The Fighter

A family slugfest of Oscar proportion

Dec 17, 2010 at 12:00 am
Rocky bond: Wahlberg and Bale in The Fighter.
Rocky bond: Wahlberg and Bale in The Fighter.

The Fighter

GRADE: B

The story supposedly goes: When Phillip Seymour Hoffman (Capote) beat out Heath Ledger (Brokeback Mountain) in 2005 for the Best Acting Oscar, Ledger was heard to remark, "I thought it was for the best acting, not the most acting."

As bitchy as the comment may have been, it was the first thing I thought of while watching Christian Bale's twitchy performance in The Fighter. While Mark Wahlberg may be the star and focus of this family drama about Massachusetts boxer "Irish" Micky Ward, it's Bale, who plays his older brother Dickie, who's working up a big puddle of sweat. Bug-eyed, motor-mouthed and hyper-charismatic, the actor barnstorms his way through the film, threatening to chew up every last piece of scenery. It's the kind of performance Oscar voters slurp up and is mostly saved by the heart and soul Bale injects into his self-conscious tics and mannerisms.

Still, it's pretty obvious who director David O. Russell (Three Kings) would have preferred to focus his attention on, as Bale's hammy magnetism (and the destructive trajectory of his character's life) grab center stage in what is supposed to be Micky's ballad. And for the first half of The Fighter, Russell delivers a chaotically volatile movie filled with a rowdy, working-class sense of humor and pathos, as well as a bevy of eccentric characters. It's an entertaining and savvy mix that sharpens the point that family and neighborhood can provide both shackles and support. But as The Fighter settles into its second-half groove, things become a lot more conventional (though, thankfully, never maudlin).

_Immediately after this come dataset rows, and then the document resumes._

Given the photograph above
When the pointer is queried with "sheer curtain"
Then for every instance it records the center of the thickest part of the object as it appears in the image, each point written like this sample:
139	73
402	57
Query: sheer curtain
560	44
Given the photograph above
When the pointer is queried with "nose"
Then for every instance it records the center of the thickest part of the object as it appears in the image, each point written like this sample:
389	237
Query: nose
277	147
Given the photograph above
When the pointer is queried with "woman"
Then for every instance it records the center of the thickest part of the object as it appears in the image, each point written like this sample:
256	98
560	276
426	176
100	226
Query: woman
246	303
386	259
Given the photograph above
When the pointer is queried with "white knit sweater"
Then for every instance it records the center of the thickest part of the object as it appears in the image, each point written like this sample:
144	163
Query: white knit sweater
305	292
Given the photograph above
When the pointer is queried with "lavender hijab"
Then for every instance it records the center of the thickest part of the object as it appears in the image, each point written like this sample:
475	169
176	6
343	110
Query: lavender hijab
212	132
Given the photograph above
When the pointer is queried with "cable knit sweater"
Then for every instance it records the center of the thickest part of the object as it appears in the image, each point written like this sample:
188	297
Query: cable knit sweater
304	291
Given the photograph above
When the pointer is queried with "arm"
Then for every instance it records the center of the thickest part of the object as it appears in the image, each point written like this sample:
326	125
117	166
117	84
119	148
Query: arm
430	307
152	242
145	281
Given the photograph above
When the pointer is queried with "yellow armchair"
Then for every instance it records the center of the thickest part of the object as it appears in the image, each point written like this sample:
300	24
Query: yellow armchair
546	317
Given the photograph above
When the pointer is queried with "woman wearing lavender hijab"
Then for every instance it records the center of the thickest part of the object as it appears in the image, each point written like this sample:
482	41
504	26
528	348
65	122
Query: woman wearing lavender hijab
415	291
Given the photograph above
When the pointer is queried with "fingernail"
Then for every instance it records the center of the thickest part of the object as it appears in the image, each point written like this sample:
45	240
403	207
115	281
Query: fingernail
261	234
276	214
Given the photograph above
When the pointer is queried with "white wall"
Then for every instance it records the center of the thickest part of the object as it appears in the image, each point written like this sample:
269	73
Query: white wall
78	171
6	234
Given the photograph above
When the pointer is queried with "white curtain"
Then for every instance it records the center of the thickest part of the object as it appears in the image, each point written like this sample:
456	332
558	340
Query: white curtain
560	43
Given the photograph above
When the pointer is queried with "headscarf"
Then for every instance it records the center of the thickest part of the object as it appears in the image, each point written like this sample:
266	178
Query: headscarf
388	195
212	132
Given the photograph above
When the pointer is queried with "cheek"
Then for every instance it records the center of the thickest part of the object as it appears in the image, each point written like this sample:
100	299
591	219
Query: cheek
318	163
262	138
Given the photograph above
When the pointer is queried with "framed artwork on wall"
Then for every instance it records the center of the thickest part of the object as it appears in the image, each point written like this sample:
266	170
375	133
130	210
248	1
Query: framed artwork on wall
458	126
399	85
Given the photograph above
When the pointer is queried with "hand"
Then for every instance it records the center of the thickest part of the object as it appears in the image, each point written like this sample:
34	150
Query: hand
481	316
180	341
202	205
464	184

Micky is an uninspiring welterweight with a killer punch, a well-liked "stepping stone" for better fighters. Selfishly mismanaged by his overbearing mother Alice (Melissa Leo), and trained by his mess of a brother Dickie, he seems destined to squander his potential. Worse, he lives in the shadow of Dickie, once known as the "The Pride of Lowell," for knocking down Sugar Ray Leonard in a highly publicized fight. Since then, however, his older brother has become a bottom-feeding crack addict, living vicariously through Micky's stalled career, and squeezing it for whatever money the family can get. That family includes seven harpy-like sisters who act as a Greek chorus for Dickie and Alice's bad ideas. Like a hurricane force wind, they so effectively bully Micky into silence it's easy to see how the young fighter would just give up trying to speak for himself — precisely why his new girlfriend Charlene (Amy Adams) is seen as such a threat. Tough-talking and independent, she encourages him to break free of his dysfunctional family's influence.

Though comparisons to Rocky are apt, Russell invests so much creativity and energy into the family squabbles and dynamics, and creates such a sense of place that The Fighter deserves many of the accolades it's receiving. Though the quartet of writers credited with scripting the film give him only a predictable and unimaginatively literal canvass to paint on, the quixotic director creates a compelling undercurrent about the unforgiving price reality can exact on those who dream too big, and the insidious ways a family can brutalize and exploit its weaker-willed members. Russell also manages to toss in cleverly ironic humor, the best of which is the use of Whitesnake's "Here I Go Again" as Micky's theme.

In terms of performance, Wahlberg is practically obligated to understate his role given the showboating he's surrounded by. Not only does Bale's fidgeting shtick loom large, Leo shamelessly struts, cusses and smirks with a cigarette perpetually hanging from her lips. It's what my former theater teacher liked to call "shmacting." And The Fighter is filled with a lot of it. Even Amy Adams, who leans hard on an affected Southie accent, occasionally gets caught up in the tempest. Still, the relationship between she and Wahlberg is convincing, grounded in a genuine mix of toughness and tenderness.

When The Fighter gets inside the ring, the results are mixed. Russell takes a TV-broadcast approach to these sequences and while the fights feel physically authentic and get away from the heightened stylizations that often accompany boxing films, he cuts away from the action too often, disrupting the drama. It's an unfortunate and, occasionally, frustrating choice.

What ultimately makes The Fighter so interesting and, at times, exciting is Russell's mostly unconventional approach to highly conventional material. Though its richly dysfunctional characters can be cartoonish, they never cease to amuse, appall and engage in equal measure.